As before, the spheroid growth was monitored and the daily fold change in the area relative to time 0 was calculated. Time 0 was when treatment started with the “first dose”. After 72 h (end of Day 3), the spheroids were transferred to a new 6 well-plate for the “second dose”. For each treatment, the same volume of cisPt solution or a new film were applied. The cisPt solution was progressively diluted as done for the first dose. The spheroids were monitored up to the end of Day 6 from the beginning of the experiment. After taking the last picture, the spheroids were stained, and the crystal violet colorimetric assay was performed to visualize the presence of newly developed cell colonies. Crystal violet assay was also performed on the well left empty after spheroid transfer for 72 h. For crystal violet assay, the 6-well plates were washed with PBS and glutaraldehyde (10% v/v) was added, followed by incubation for 20 min.

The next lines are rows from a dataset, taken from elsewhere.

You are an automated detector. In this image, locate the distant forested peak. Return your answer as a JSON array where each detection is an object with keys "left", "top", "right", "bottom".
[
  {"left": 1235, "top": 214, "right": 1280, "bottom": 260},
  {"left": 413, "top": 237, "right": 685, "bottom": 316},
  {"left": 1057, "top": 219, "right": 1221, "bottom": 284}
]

Then, plates were washed again and incubated for 30 min with crystal violet (5 mg/mL). Finally, the plate was washed and dried at room temperature. Plates were observed and the colony quantification was carried out by the Evos imaging system (ThermoFisher Scientific, Waltham, MA, USA).

3.7. Statistical Analysis

Cytotoxicity data from a minimum of three replicates are reported as the mean ± standard error of the mean (SEM). Differences were evaluated for statistical significance by unpaired two-tailed Student’s t-test using GraphPad Prism (GraphPad 8.0.1 Software, La Jolla, CA, USA). A p-value less than 0.05 was considered to indicate statistical significance.

4. Conclusions

This study showed that there were no statistically significant differences in the cytotoxicity of cisplatin and cisPt/NaHA complex in 2D cancer cell cultures, and there was no difference even when cisPt was combined with valproic acid. These results demonstrated that the anticancer activity of cisplatin was not compromised by complexation with hyaluronic acid. Irrespective of CD44 receptors, the cellular uptake in cell monolayer could be similar for drug and cisPt/NaHA complex. Therefore, in the 2D cell model, the CD44-hyaluronic acid targeting mechanism may not be conclusive, because the delivery system is directly placed in contact with the target cells. Even in multicellular 3D spheroid, the cisplatin and cisPt/NaHA complex showed comparable activity in terms of spheroid growth. It is worth recalling that the first in vivo experiments with the film had indicated that the superiority of the complex in the film was rather linked to different pharmacokinetics than cisplatin applied as an intrapleural solution. The complex slowed the absorption of cisPt into blood circulation, which prolonged its loco-regional action. Moreover, it gave rise to high plasma levels of platinum, but at the same time modified and, indeed, decreased the distribution of the drug toward organs susceptible to cisplatin toxicity. In light of this, spheroids worked better than monolayer cells in simulating the “kinetic aspect”, because the spheroid could be placed in direct contact with the film, mimicking the loco-regional application. By doing so, noteworthily, the inhibition of the growth of new cell colonies resulting from the spheroid itself was assessed. These findings recommend further investigation of the effectiveness of cisPt/NaHA complex in an animal model of melanoma.